Ein Krankenpfleger ist am Landgericht Hechingen zu siebeneinhalb Jahren Haft verurteilt worden. Er hat gestanden, im Sommer 2025 in der Notaufnahme des Zollernalb Klinikums in Albstadt zwei Patientinnen mit Beruhigungsmitteln betäubt und vergewaltigt zu haben. Die Staatsanwaltschaft ermittelt inzwischen in weiteren möglichen Fällen.

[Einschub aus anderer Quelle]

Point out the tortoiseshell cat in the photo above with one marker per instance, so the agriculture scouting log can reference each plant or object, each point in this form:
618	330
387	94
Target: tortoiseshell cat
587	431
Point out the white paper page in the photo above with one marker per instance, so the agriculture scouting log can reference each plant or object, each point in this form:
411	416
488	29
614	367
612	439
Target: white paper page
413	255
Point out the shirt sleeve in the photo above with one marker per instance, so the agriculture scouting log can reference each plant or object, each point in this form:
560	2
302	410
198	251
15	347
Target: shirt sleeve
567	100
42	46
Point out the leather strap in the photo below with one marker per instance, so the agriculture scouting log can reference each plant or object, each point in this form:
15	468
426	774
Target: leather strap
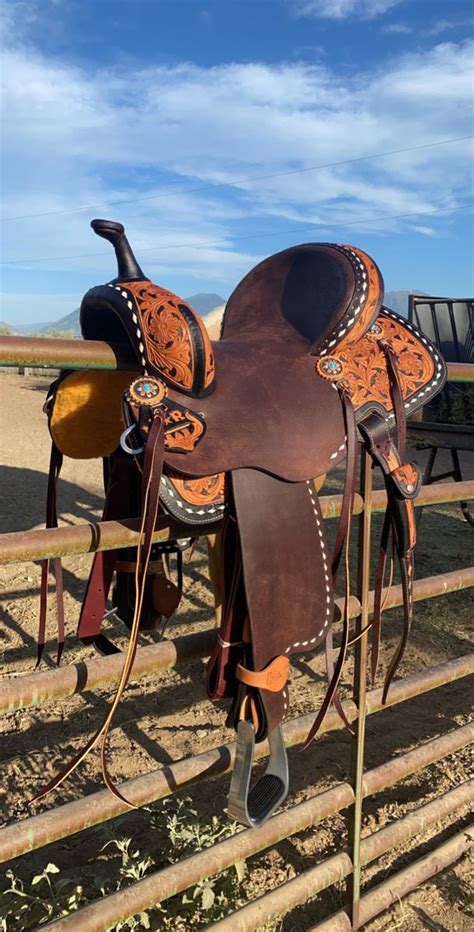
150	495
343	536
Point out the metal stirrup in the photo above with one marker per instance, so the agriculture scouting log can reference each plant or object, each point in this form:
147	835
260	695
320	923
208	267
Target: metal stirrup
253	806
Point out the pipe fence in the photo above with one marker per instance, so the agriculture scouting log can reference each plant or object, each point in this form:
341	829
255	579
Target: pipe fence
63	821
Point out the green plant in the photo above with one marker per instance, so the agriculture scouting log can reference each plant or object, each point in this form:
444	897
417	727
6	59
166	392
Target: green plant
28	903
47	899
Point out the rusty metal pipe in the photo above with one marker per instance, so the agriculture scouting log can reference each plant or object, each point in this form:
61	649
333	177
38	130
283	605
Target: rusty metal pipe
174	879
40	353
399	885
39	688
49	543
304	887
99	807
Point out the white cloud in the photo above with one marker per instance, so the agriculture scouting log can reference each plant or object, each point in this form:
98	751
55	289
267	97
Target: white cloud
73	138
397	29
340	9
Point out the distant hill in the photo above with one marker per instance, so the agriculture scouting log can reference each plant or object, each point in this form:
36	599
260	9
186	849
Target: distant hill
202	303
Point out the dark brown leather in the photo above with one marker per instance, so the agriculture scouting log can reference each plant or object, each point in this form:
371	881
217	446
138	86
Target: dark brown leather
305	354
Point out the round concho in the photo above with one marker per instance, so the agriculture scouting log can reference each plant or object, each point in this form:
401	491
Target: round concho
375	332
330	367
146	392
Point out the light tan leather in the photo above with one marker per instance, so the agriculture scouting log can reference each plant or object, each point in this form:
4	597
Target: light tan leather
86	420
272	678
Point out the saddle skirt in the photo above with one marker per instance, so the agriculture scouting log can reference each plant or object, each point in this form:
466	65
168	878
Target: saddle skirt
308	362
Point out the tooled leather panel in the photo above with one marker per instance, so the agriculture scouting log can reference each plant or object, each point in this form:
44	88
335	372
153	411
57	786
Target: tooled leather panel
364	366
176	342
208	490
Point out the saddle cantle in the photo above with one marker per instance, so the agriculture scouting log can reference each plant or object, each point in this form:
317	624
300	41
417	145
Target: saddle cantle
308	364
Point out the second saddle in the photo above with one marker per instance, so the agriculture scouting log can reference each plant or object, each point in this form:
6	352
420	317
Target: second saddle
309	364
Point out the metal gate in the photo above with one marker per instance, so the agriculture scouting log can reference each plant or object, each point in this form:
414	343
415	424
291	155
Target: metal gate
52	685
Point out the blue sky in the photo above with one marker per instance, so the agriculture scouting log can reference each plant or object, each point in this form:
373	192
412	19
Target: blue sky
159	113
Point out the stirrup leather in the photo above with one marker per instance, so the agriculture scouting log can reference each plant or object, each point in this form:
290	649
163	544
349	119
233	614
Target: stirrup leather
253	806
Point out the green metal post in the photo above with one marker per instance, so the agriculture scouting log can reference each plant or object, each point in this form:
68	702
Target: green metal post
360	686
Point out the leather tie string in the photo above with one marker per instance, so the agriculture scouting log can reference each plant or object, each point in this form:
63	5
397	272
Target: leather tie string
342	540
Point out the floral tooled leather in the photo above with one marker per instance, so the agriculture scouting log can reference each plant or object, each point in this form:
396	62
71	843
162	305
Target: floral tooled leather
208	490
365	367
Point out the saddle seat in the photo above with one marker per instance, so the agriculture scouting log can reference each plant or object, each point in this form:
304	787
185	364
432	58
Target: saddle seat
308	364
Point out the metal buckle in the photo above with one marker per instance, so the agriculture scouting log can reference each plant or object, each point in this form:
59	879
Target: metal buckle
254	806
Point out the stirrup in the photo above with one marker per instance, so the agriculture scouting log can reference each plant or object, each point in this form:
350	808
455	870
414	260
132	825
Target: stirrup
253	806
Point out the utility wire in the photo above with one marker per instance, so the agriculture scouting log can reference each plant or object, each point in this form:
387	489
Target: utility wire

Angeklagter ist geständig Missbrauch in Klinik: Krankenpfleger soll Patientinnen betäubt und vergewaltigt haben
Ein Krankenpfleger soll am Zollernalb Klinikum in Albstadt vor rund einem Jahr Patientinnen sexuell missbraucht haben. Am ersten Prozesstag hat der Mann gestanden.

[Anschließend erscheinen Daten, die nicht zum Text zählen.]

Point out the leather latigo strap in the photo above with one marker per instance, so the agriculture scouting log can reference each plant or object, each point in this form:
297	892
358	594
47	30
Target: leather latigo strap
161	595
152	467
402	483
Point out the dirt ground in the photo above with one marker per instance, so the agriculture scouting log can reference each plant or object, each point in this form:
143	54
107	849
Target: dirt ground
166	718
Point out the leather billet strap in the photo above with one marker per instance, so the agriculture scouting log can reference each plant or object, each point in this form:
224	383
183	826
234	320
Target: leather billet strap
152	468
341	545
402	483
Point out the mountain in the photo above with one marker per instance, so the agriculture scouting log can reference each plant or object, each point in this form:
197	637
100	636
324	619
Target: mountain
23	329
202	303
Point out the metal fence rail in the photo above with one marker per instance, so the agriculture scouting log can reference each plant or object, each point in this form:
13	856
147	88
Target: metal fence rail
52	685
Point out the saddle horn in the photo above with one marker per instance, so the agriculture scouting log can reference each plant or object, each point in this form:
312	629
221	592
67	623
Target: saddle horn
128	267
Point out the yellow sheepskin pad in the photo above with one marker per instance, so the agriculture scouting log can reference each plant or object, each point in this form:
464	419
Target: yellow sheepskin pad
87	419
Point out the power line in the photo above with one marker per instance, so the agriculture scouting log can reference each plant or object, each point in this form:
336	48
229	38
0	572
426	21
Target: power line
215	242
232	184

Lebenslanges Berufsverbot für Krankenpfleger
Der Mann habe schweren Schaden bei den Frauen hinterlassen, so der Richter bei der Urteilsverkündung. Die beiden Geschädigten, die auch Nebenklägerinnen waren, haben erst vor Gericht erfahren, was ihnen bei der Vergewaltigung im Detail angetan wurde. Zum Teil leiden sie noch heute unter den psychischen Folgen, so der Richter weiter. Beide Frauen wurden unter Ausschluss der Öffentlichkeit vernommen.
Neben der Haftstrafe hat das Gericht dem 37-Jährigen auch ein lebenslanges Berufsverbot erteilt. Außerdem wurde für ihn eine Sicherungsverwahrung beantragt. Das bedeutet, dass der Mann nach dem Ende seiner Haftstrafe nicht ohne Weiteres auf freien Fuß kommt. Der Grund laut Gericht: Der Mann könne wegen seiner Persönlichkeitsstruktur rückfällig werden und weitere Sexualstraftaten begehen.
Angeklagter zeigt sich vor Gericht fassungslos über eigene Taten
Am Freitag vor der Urteilsverkündung gab der angeklagte Krankenpfleger vor Gericht einen Einblick in sein Leben. Über Leiharbeitsfirmen war er in den vergangenen Jahren nach eigenen Angaben in mehreren Kliniken und Pflegeeinrichtungen beschäftigt - neben dem Zollernalb Klinikum auch in Einrichtungen in den Kreisen Tübingen und Schwäbisch Hall, Göppingen und in Sachsen-Anhalt.
Er habe überwiegend im Nachtdienst gearbeitet, teilweise bis zu 30 Tage am Stück. Nach eigenen Angaben wollte er damit Geld für die Behandlung seines kranken Sohnes in Rumänien verdienen. Er habe unter großem Stress gestanden, kaum soziale Kontakte gehabt. In Bezug auf seine Taten gab der Angeklagte an, dass das "niemand in seiner Familie glauben kann". Auch er selbst könne nicht glauben, was er getan habe.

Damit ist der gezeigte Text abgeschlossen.